Inspector general finds that sponsoring GOP women's event wasn't an ethical violation
The Hoosier Lottery inappropriately sponsored a luncheon for Republican women during the tenure of its former director, but neither that nor other actions rose to the level of ethics violations, the state's inspector general said.
The findings essentially cleared former lottery Director Esther Schneider of allegations of cronyism, improper expenditures and other charges raised in an anonymous letter sent to Republican and Democratic lawmakers last year.
The report also endorsed a state audit of lottery operations that found nothing amiss with those operations during a 12-month period of Schneider's tenure that ended July 1, 2006. She resigned and left office in January.
The report, filed Wednesday by Inspector General David Thomas, recommended the lottery refrain from politically tinged sponsorships and make other minor changes in its procedures.
Indiana Democratic Party Chairman Dan Parker blasted Thomas' report as a "whitewash" and suggested the inspector general himself was engaged in cronyism.
Schneider, who like Thomas was appointed by Republican Gov. Mitch Daniels, spent $10,000 in lottery money to sponsor a luncheon program named for Republican Sen. Richard Lugar, whose mission is "to increase the number and influence of Hoosier Republican women in elected and appointed governmental and political positions at the local, state and federal levels." The lottery also paid $130 for employees to attend the lunch.
"While this expenditure is challenged as inappropriate by the OIG (Office of Inspector General), it does not rise to the level of an ethics violation," Thomas wrote, because it did not support a candidate in a pending election.
Lugar at the time was seeking re-election and won a sixth term in November.

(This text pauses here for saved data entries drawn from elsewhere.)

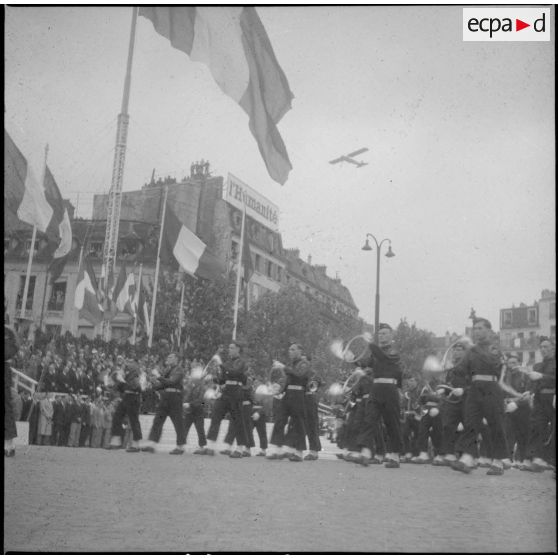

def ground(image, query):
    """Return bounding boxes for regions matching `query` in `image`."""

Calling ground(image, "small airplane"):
[329,147,369,167]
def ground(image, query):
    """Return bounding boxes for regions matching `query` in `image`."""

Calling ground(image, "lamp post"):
[361,234,395,342]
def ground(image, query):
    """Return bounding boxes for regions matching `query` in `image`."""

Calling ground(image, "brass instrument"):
[307,379,319,393]
[342,367,365,393]
[330,332,373,364]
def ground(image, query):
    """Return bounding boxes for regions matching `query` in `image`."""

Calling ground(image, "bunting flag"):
[132,277,151,335]
[114,267,136,313]
[160,202,225,280]
[74,257,103,325]
[139,6,294,185]
[99,264,117,321]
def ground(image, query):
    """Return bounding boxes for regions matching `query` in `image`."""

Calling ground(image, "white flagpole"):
[232,203,246,341]
[148,185,169,348]
[132,263,142,345]
[20,144,49,323]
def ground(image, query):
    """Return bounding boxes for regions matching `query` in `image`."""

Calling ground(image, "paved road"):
[5,419,556,553]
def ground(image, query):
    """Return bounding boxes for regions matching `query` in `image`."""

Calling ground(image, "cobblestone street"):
[4,419,556,553]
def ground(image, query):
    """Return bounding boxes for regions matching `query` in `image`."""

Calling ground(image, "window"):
[231,240,239,261]
[24,239,40,256]
[48,282,67,311]
[88,241,103,258]
[266,261,273,278]
[528,308,537,325]
[550,302,556,319]
[528,351,536,364]
[255,254,261,272]
[277,267,282,282]
[16,275,36,310]
[503,310,512,326]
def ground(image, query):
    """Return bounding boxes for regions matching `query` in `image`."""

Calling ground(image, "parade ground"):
[4,418,556,554]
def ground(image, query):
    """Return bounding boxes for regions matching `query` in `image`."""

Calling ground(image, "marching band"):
[5,320,556,475]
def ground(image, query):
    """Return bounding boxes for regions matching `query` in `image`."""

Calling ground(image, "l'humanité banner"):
[224,173,279,232]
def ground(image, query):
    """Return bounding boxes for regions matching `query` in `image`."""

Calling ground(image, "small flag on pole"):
[139,7,294,185]
[160,202,225,280]
[74,257,103,325]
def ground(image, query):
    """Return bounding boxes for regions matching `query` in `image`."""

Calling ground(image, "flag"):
[139,7,293,185]
[160,202,225,280]
[99,264,117,321]
[4,129,54,232]
[114,267,136,313]
[132,277,151,335]
[74,257,103,325]
[240,206,254,284]
[43,165,73,282]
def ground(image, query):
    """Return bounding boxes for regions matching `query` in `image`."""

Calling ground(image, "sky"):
[4,5,555,337]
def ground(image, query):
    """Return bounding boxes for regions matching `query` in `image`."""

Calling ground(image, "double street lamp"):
[361,234,395,342]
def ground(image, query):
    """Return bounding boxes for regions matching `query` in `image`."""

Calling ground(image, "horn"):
[342,367,365,393]
[308,379,319,393]
[440,336,473,368]
[329,333,372,364]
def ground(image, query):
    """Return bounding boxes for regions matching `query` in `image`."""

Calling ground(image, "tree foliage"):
[393,319,436,380]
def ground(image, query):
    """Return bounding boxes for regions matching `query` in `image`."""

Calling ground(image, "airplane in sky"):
[329,147,369,167]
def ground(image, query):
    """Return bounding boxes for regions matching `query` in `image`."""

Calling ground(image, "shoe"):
[451,460,473,474]
[369,458,382,465]
[384,459,400,468]
[527,462,545,473]
[242,451,251,457]
[126,447,140,453]
[204,448,215,456]
[229,451,243,458]
[108,445,124,450]
[304,454,318,461]
[354,455,369,467]
[486,465,504,476]
[344,454,357,463]
[502,461,512,470]
[219,449,231,456]
[279,452,293,460]
[193,448,206,455]
[289,454,303,462]
[141,446,155,453]
[431,458,447,467]
[266,453,282,460]
[335,453,346,460]
[169,448,185,455]
[256,450,266,457]
[477,461,491,468]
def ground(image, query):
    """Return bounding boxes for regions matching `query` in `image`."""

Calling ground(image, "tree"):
[393,319,436,380]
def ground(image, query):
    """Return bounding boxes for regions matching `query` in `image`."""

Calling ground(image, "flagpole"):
[148,185,169,348]
[177,279,186,350]
[232,204,246,341]
[132,263,142,345]
[20,144,49,329]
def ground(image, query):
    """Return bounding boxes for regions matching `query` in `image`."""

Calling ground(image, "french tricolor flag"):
[160,203,225,280]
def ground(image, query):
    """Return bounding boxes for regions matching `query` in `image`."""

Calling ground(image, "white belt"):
[540,388,555,394]
[355,398,362,402]
[362,394,370,399]
[472,375,496,382]
[242,400,251,406]
[373,378,396,385]
[287,385,304,390]
[225,381,242,386]
[164,388,182,393]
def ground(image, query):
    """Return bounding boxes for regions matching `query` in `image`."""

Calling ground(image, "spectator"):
[38,393,54,445]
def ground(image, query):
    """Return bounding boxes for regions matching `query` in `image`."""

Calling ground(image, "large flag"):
[99,263,117,321]
[160,202,225,280]
[4,129,53,232]
[240,206,254,284]
[139,7,293,185]
[74,257,103,325]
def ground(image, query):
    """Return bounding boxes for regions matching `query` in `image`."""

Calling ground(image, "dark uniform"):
[355,370,385,461]
[206,355,248,450]
[527,354,556,466]
[146,361,186,449]
[414,381,443,462]
[440,361,468,458]
[5,326,19,455]
[302,376,323,458]
[360,341,403,465]
[224,383,254,454]
[110,361,143,450]
[269,357,311,456]
[183,377,207,450]
[502,366,531,464]
[401,386,421,460]
[454,343,508,464]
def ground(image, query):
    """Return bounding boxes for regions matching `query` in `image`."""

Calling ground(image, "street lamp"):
[361,234,395,342]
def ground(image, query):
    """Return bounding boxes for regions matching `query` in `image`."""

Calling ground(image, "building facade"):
[498,289,556,364]
[4,165,360,339]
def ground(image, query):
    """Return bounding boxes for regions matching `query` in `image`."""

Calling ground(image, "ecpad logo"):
[463,8,550,41]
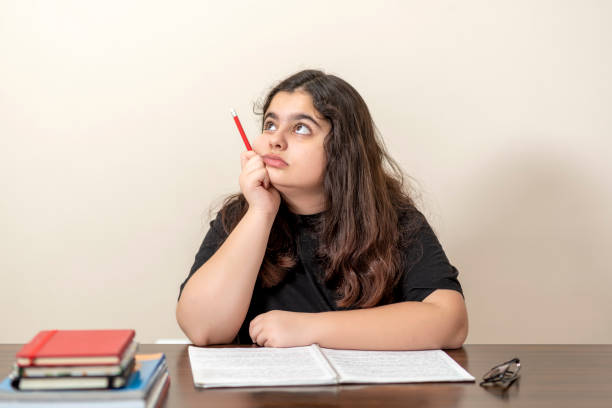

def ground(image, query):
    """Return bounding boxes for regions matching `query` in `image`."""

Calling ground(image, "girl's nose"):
[268,127,287,150]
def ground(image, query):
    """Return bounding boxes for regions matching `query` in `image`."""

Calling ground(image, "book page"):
[188,345,338,388]
[320,348,474,384]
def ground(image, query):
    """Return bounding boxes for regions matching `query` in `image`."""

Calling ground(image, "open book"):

Parker said the report made Thomas' office "irrelevant," in part because it was playing politics by favoring Republicans and treating Democrats more harshly.
"This a complete joke of a report, and Dave Thomas should be ashamed of himself," Parker said.

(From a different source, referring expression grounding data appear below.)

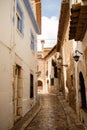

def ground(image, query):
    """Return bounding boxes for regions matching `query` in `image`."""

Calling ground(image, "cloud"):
[37,16,58,51]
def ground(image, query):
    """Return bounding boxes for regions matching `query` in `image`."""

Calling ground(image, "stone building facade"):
[57,0,75,102]
[69,0,87,127]
[37,41,59,94]
[0,0,41,129]
[57,0,87,127]
[37,51,45,93]
[37,41,52,93]
[44,46,59,93]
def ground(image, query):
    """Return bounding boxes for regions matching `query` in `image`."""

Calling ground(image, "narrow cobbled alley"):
[25,93,86,130]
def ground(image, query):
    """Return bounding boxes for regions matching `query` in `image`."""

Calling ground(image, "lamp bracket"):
[75,50,83,55]
[61,64,68,67]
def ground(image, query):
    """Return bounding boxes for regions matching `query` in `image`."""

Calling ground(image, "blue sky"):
[37,0,61,51]
[42,0,61,18]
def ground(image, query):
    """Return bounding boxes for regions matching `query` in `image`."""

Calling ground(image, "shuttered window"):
[16,1,24,35]
[30,29,35,50]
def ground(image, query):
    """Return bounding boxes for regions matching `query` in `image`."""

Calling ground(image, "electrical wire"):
[37,38,56,40]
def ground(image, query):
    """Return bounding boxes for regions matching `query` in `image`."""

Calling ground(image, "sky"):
[37,0,61,51]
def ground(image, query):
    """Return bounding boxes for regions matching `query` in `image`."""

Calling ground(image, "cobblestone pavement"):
[25,94,86,130]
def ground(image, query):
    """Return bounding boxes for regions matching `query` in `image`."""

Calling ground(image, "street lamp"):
[57,55,68,67]
[73,49,83,116]
[57,55,68,93]
[73,50,83,62]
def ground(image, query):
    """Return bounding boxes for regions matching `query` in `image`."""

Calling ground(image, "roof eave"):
[57,1,70,52]
[69,3,87,41]
[23,0,40,34]
[35,0,42,34]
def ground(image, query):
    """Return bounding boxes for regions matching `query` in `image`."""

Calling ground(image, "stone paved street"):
[25,94,86,130]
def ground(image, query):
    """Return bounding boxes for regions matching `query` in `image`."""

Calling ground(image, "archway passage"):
[79,72,86,109]
[38,80,43,93]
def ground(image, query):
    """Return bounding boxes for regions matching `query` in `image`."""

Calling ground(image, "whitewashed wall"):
[0,0,38,129]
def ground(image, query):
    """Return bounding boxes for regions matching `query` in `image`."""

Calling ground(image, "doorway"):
[30,74,34,98]
[13,65,22,123]
[79,72,86,109]
[38,80,43,93]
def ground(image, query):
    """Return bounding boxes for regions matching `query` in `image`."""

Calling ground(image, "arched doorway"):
[37,80,43,93]
[79,72,86,109]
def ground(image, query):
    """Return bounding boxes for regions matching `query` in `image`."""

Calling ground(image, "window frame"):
[16,1,24,35]
[51,78,54,86]
[16,11,21,32]
[30,29,35,51]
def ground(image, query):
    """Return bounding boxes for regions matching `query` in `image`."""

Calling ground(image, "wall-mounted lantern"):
[73,50,83,62]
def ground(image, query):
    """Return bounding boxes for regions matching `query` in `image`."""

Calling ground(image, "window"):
[71,75,73,86]
[16,1,24,35]
[46,70,48,76]
[54,66,58,78]
[51,78,54,86]
[16,13,21,31]
[47,80,49,84]
[30,29,35,50]
[52,59,56,66]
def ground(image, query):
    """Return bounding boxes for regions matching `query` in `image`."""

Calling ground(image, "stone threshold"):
[11,99,41,130]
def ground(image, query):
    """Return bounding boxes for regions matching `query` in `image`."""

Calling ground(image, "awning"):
[69,3,87,41]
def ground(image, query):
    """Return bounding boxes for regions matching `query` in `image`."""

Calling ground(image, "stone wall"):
[67,55,76,111]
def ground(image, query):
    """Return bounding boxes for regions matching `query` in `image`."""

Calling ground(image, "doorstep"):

Parker noted that Thomas last year criticized former highway Commissioner J. Bryan Nicol for hosting a 2003 political fundraiser at his home for Democratic Mayor Bart Peterson of Indianapolis that was attended by representatives of design firms with interests before Nicol's agency. The state ethics commission fined Nicol $5,000.
"As the saying goes, it's not what you know, it's who you know," Parker said.
Thomas said he interpreted the ethics rules in Schneider's case no differently than in the past. He also said investigations by his office have resulted in more than 40 criminal arrests.
Lottery spokesman Andrew Reed said the agency has instituted new policies and procedures under Director Kathryn Densborn, who was appointed by Daniels in December.
"We do not fund any politically tied organization, Republican or Democrat," Reed said.